After all the prep work, it was finally installation day for our new family room flooring!
Once you purchase new hardwood flooring, you have to let it “cure” for a period of time before it can be installed. We took our time getting this project done so our flooring had actually been curing for about two months before we installed it.
For a typical project, the instructions we received from the flooring installer indicate that you need to let your flooring cure for a minimum of 72 hours for pre-finished hardwoods or laminates and 7 days for unfinished hardwood (like ours). The curing process should take place in the room where the flooring will be installed (or, at a minimum, on the same level of the house where it will be installed). You also need to keep all the doors and windows closed, control the temperature to 60-80 degrees with 30-50% humidity.
When we first got our flooring, my husband suggested we put it in the basement to get it out of the way. I complained that I didn’t want to move it twice so we put it in the family room. Once we found out the strict curing instructions, I am glad we went that direction.
When we purchased the flooring, we also looked at all the different types of underlayments you can use with your hardwood flooring to dampen noise. I mentioned to the salespeople that we were matching existing flooring that was 24 years old, and they told me to skip the underlayments and just go with a simple, thin vapor barrier paper underlayment because the existing flooring likely has no underlayment. This turned out to be a wonderful piece of advice. As you can see from this shot, the new flooring matches the height of the existing flooring almost exactly. An underlayment would have made the new flooring too tall. It also saved us about a hundred dollars or so.
I am not exactly sure what the “vapor barrier” function of the paper underlayment is but I believe the function of the paper is just to let the wood slide over it easier during the installation process.

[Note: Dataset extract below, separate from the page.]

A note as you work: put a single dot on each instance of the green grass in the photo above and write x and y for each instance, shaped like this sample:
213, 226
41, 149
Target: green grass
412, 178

On the day of installation, our installer arrived promptly first thing in the morning. His job was to lay the flooring. There would be another person coming to stain and seal it. After using a moisture testing machine to make sure our wood had cured properly, he got to work.
All the work we did to prep the room seemed to help the contractor focus just on the carpentry aspect of the installation. Rather than wasting his energy hauling carpet and pulling staples, his fresh energy was focused on how he was going to lay out the room with the wood boards. His first question was whether we wanted picture frame molding around the fireplace. I wasn’t quite sure what this meant but it sounded good so I said yes!
First, he unrolled the vapor barrier paper and began throwing down various packs of boards, starting near the exterior door entrance.
Laying a hardwood floor is work that favors the young and strong. You have to pick up and move a lot of wood (several hundred pounds worth) and lift a large pneumatic nailer for hours. Not only that, every once in a while you have to use a power saw to cut the boards to fit. While there are many people who have learned to DIY this work, I just don’t see it being in the cards for me. I am nervous enough about using power tools due to the risk of injury without the added burden of trying to use them when I am physically tired.
The layout of the flooring is a little more complicated than it appears. I thought that each bundle of wood that we purchased contained boards of uniform length. It turns out that each bundle has boards of varying sizes. The installer has to figure out how to lay down the boards so that the seams are staggered all over the floor in a pleasing way. You don’t have to make a lot of cuts to the flooring, except when you get to a floor vent, a wall or some other structure you have to work around.
The installer initially said that he would have the whole room laid down in 2 hours. “Wow!” I thought. This turned out to be an overly optimistic estimate. With a fireplace to picture frame, 4 floor vents, a pantry closet and existing flooring to match up with, it took more like 4-5 hours. The installer commented that he forgot that he would need to “backrack” the flooring when he picture framed the fireplace.
He matched all the seams to the existing flooring perfectly. There is no way we could have done as well if we had attempted to do this ourselves.
At the end of the day, the unfinished flooring was gorgeous and we were excited to see how the project would be completed.